The tale is known by most now. We meet Ariel (Bailey) the mermaid with the voice of an angel, swimming amongst the wreckage of old ships, along with her friends Flounder (voiced by Jacob Tremblay), keenly watched by Sebastian the crab (voiced by Daveed Diggs), and asking her friend Scuttle (Awkwafina) to tell her that an eating utensil is still a dinglehopper. Her father is the ruler of the sea King Triton (Javier Bardem), but he can’t seem to get a grasp on Ariel’s adventurous spirit, her longing for something more. We then of course meet Ursula (played by Melissa McCarthy), the sea witch, who catches Ariel in a vulnerable spot and grants her a trip to the surface with legs for her beautiful voice. The goal becomes to fall in love with Prince Eric (Jonah Hauer-King) or lose it all forever. Not exactly a good deal.

One thing is for sure, it’s a good thing I’m not as well acquainted with the 1989 version of The Little Mermaid because director Marshall and writer David Magee are not changing much. Plus the new songs added are not very good. What is good is that the visuals under the water are not as cloudy as one would believe and the compositions of the classic musical numbers are quite good. The rendition of “Under the Sea” adds in Bailey’s backup vocal to harmonize with Diggs, which adds a wonderful layer. The other positive is a longer and stronger arc for Ariel, where it’s not just about the falling in love part, but truly about a woman who has been deprived of what life can offer. It’s easy to compare a movie such as Splash or any film where a woman is held back by society, but Bailey’s vibrant energy cuts through comparisons, radiating as she learns what life on land can offer.

Inside my head it feels like a scale, measuring the pros and cons that are in this version of The Little Mermaid. The first and obvious positive is that the entire cast is having fun- especially McCarthy who wraps her tentacles around every moment she’s on screen. Tipping the scale the other way is that this Little Mermaid fails to elevate above its reason for being. Whereas the animated version delivers brighter colors and lovable characters that we adore because of their painted textures. It’s essentially why nearly every Disney live-action remake ultimately has a hollow core. On the outside there is a brightness that shines, which was the same for Mulan, Pete’s Dragon, and The Jungle Book, but at every center is the greed of major corporations hoping to make money off something that already exists.
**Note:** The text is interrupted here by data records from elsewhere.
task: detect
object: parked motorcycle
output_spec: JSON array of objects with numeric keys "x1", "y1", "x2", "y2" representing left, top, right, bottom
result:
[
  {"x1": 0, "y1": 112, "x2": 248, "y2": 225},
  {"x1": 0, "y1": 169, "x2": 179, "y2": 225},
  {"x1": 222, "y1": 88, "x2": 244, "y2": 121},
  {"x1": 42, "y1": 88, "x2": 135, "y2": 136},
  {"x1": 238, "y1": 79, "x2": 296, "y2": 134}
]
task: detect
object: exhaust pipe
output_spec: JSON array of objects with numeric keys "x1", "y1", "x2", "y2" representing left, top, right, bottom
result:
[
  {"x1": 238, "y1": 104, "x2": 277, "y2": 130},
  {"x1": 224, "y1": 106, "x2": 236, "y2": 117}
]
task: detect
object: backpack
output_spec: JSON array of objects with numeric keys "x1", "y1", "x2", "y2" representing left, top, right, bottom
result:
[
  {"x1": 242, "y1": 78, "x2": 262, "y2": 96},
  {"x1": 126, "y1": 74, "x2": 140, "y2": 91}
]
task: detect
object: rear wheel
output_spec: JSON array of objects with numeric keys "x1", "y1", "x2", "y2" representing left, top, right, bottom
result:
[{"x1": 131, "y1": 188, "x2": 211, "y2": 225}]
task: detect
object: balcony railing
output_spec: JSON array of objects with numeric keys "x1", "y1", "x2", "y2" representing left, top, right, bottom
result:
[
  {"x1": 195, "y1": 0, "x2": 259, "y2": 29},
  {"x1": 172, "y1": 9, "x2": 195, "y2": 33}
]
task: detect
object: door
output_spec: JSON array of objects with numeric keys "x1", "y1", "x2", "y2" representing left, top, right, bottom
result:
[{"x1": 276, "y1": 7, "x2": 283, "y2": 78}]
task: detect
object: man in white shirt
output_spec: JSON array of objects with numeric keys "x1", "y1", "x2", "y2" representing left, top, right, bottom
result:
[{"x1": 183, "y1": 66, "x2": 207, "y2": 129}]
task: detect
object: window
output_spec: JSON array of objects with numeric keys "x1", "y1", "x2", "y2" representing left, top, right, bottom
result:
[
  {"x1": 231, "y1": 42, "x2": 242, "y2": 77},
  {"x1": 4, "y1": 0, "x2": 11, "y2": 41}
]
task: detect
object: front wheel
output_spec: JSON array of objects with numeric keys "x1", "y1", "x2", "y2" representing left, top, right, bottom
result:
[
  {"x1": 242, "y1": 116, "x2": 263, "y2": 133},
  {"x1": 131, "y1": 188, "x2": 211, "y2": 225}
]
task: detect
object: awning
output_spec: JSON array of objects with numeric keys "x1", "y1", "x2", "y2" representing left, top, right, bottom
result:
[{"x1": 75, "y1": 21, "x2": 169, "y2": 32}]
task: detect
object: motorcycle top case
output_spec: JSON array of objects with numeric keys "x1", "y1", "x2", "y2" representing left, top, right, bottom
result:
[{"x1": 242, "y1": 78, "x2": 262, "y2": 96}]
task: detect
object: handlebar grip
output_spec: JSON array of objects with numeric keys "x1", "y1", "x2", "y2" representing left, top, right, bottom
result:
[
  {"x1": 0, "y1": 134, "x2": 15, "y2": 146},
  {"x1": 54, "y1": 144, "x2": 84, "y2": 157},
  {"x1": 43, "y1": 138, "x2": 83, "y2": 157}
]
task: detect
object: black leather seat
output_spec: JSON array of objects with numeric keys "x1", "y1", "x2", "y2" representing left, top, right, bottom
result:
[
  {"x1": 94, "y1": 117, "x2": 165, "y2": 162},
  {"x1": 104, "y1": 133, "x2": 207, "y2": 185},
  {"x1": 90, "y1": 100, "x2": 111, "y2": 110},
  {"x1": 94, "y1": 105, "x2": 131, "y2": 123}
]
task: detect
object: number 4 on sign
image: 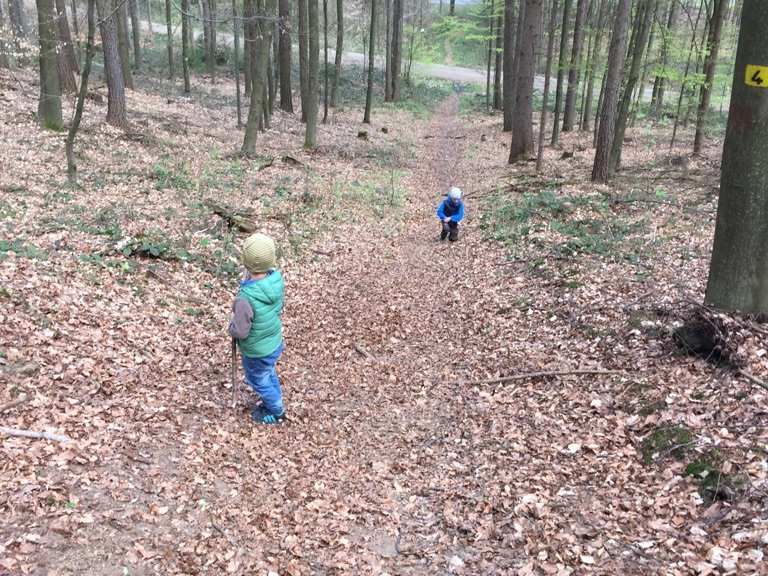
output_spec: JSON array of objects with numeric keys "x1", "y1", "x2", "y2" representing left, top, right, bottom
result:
[{"x1": 745, "y1": 65, "x2": 768, "y2": 87}]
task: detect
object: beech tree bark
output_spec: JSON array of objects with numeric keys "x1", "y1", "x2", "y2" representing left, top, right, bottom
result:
[
  {"x1": 304, "y1": 0, "x2": 319, "y2": 148},
  {"x1": 165, "y1": 0, "x2": 174, "y2": 78},
  {"x1": 502, "y1": 0, "x2": 515, "y2": 131},
  {"x1": 551, "y1": 0, "x2": 571, "y2": 145},
  {"x1": 298, "y1": 0, "x2": 309, "y2": 121},
  {"x1": 54, "y1": 0, "x2": 78, "y2": 93},
  {"x1": 363, "y1": 0, "x2": 376, "y2": 123},
  {"x1": 705, "y1": 0, "x2": 768, "y2": 313},
  {"x1": 129, "y1": 0, "x2": 141, "y2": 69},
  {"x1": 242, "y1": 0, "x2": 277, "y2": 155},
  {"x1": 181, "y1": 0, "x2": 191, "y2": 93},
  {"x1": 115, "y1": 0, "x2": 134, "y2": 88},
  {"x1": 330, "y1": 0, "x2": 342, "y2": 106},
  {"x1": 391, "y1": 0, "x2": 403, "y2": 100}
]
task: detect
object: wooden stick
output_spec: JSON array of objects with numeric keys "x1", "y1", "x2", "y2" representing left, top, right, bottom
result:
[
  {"x1": 353, "y1": 342, "x2": 376, "y2": 360},
  {"x1": 0, "y1": 395, "x2": 29, "y2": 414},
  {"x1": 449, "y1": 369, "x2": 625, "y2": 386},
  {"x1": 231, "y1": 339, "x2": 238, "y2": 409},
  {"x1": 0, "y1": 427, "x2": 70, "y2": 443},
  {"x1": 738, "y1": 369, "x2": 768, "y2": 392}
]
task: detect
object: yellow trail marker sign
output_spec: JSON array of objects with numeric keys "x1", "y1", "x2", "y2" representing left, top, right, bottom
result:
[{"x1": 745, "y1": 65, "x2": 768, "y2": 87}]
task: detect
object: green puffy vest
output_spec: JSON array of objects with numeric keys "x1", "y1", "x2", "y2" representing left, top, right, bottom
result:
[{"x1": 237, "y1": 271, "x2": 284, "y2": 358}]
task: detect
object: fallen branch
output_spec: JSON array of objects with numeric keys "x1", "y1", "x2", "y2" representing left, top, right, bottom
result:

But it all goes back to Bailey, who shines bright like a diamond, with her smile and voice whisking us away into the magical sea. That’s what makes it so hard to rate The Little Mermaid, it deserves recognition for the things it does right, but I would still suggest the animated version. Just while I was writing this I changed the rating from a 2 ½ to 3 back to 2 ½ and then landed on 3. If I could settle on giving Halle Bailey 4 stars I would. This version of The Little Mermaid is still just another treasure sinking into Disney’s bottomless ocean of content, but I guess it could be worse. We get to witness the rise of a star and The Little Mermaid becomes more swim than sink.